On autokern: Font Creator has that function and it works very well provided that you have done somethings well before you use it. Important is that you first set your horizontal advance widths as accurate as possible. The left and right bearings are not the same for every character specially for sans serifs. If you would choose for 60 em for an H or I go for 40 for an O shape and 20 for an A and so. Then, apart from LT and so combinations, you have a reasonable starting point for AutoKerning. Instead of setting the bearings by hand you get a quicker and slightly better result using the Optical Metrics function.
Then, using AutoKern select the kerning pairs you want and experiment with the white space between characters and the minimum absolute kerning value. Quickest way, select all glyphs. With some trying you will find values that are reasonably close to your advance widths settings and get fewer and fewer kerning pairs, not much more than needed. Play the game a few times and it becomes a routine. Be aware, you will always need to check afterwards an do some corrections manually but when you have prepared well it should be minimal. If you end up with many repeating corrections export the kerning text file and use the find/replace function of a text editor. Will save you quite some time.

On the Extended Latin characters, Font Creator comes with several scripts to add these characters like the WGL4.0 Character Set. This script inserts the complete WGL4 character set, or Windows Glyph List 4 as defined by Microsoft to cover European Code Pages1250 (Eastern Europe), 1251 (Cyrillic), 1252 (ANSI), 1253 (Greek) and 1254 (Turkish). Then just use the complete composites script.
To get the accents correctly positioned above or under the character that needs that accent just position that accent-glyph on the correct vertical position for a lower case letter. They will automatically be correctly for capital letters. To prevent intersecting coordinates with some composites like AE ae OE oe and C-cedilla the components will have to be merged manually.

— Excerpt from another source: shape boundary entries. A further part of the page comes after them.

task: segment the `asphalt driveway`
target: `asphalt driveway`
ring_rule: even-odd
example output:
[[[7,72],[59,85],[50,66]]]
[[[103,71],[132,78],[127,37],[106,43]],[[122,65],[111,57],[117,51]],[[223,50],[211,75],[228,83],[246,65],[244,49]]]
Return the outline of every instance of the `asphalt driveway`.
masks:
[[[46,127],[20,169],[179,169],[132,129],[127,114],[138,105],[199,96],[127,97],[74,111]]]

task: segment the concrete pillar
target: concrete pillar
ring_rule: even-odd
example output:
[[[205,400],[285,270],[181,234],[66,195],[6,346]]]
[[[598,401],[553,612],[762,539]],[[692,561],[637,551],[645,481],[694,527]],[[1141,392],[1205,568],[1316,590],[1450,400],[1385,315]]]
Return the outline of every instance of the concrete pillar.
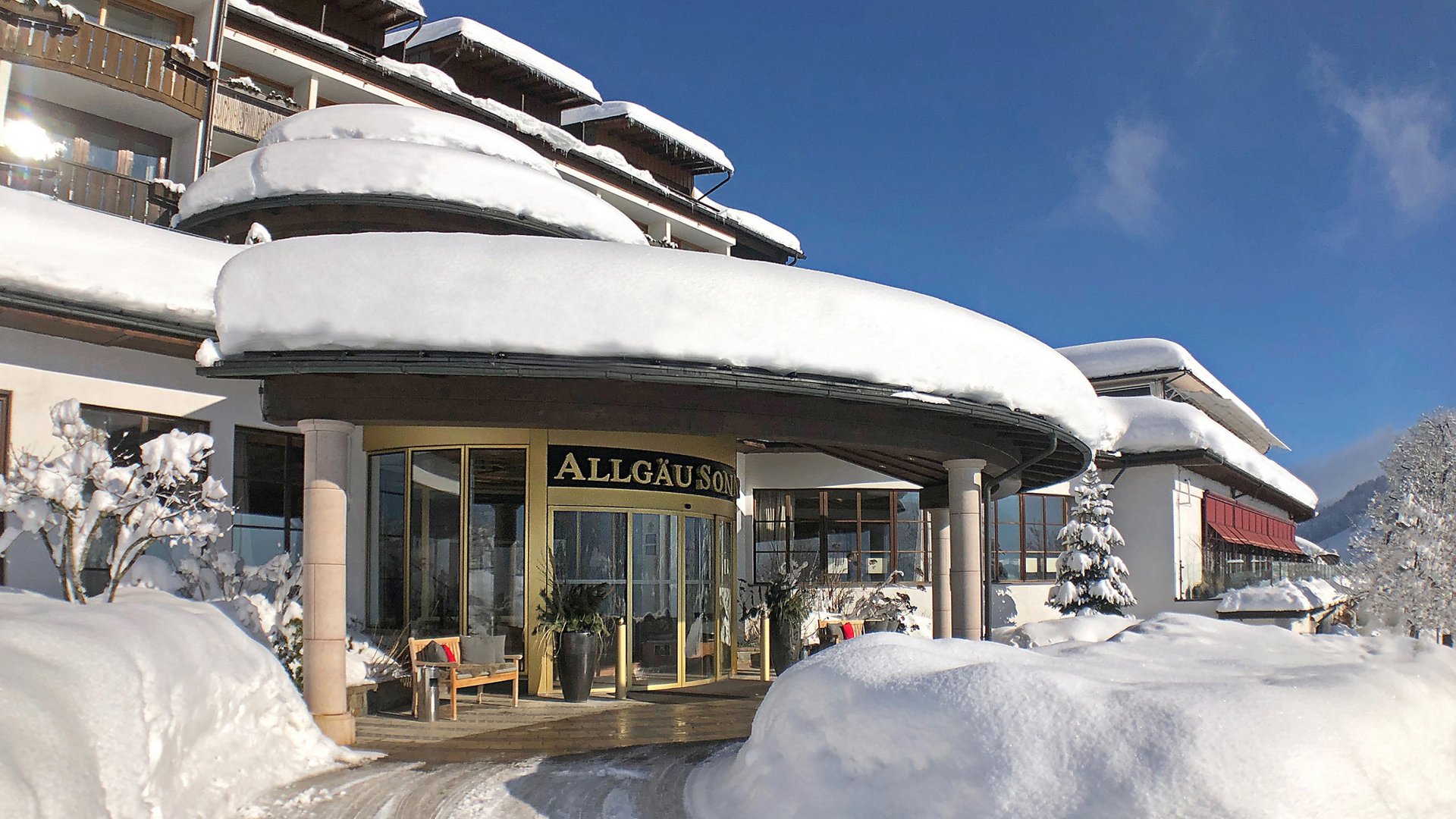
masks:
[[[303,700],[319,729],[354,742],[345,647],[345,532],[354,424],[307,420],[303,433]]]
[[[936,640],[951,635],[951,510],[930,512],[930,631]]]
[[[981,638],[981,471],[977,458],[946,461],[951,474],[951,637]]]
[[[9,60],[0,60],[0,128],[4,128],[4,108],[10,102],[10,70]]]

It is all very well explained in the manual and you have a trial period of 30 days. If you are serious about it plenty of time to experiment, I think. The one thing you can not do with the trial version is export te work file to an actual font. But you can try every function and will notice that the learning curve is not very steep, contrary to FontLab and FontForge.

Again, NO, I do not have a financial interest in High Logic.

Edited on Feb 21, 2015 at 22:41 by koeiekat


Feb 22, 2015 at 17:37

koeiekat said  
I work with Font Creator so here my two cents.
On the Extended Latin characters, Font Creator comes with several scripts to add these characters like the WGL4.0 Character Set.

This sounds awesome.

I generally don't worry about accents but it bums me out when the .notdef character shows up. Font Creator's Standard Edition is on sale for $150 right now: just hitting up their forums about the WGL4 script in this edition.


Feb 22, 2015 at 17:42

In the end you will end up with the pro version I think. So also check the upgrade possibilities.


Feb 23, 2015 at 16:27

koeiekat said  
In the end you will end up with the pro version I think. So also check the upgrade possibilities.

I'm not certain about that.

The more I learn, the more it looks like importing a standardized GSUB table is a better way to store a map to the extended latin characters without actually defining the glyphs. If I can find an open source GSUB table, I may be able to go with a purchase just for the kerning.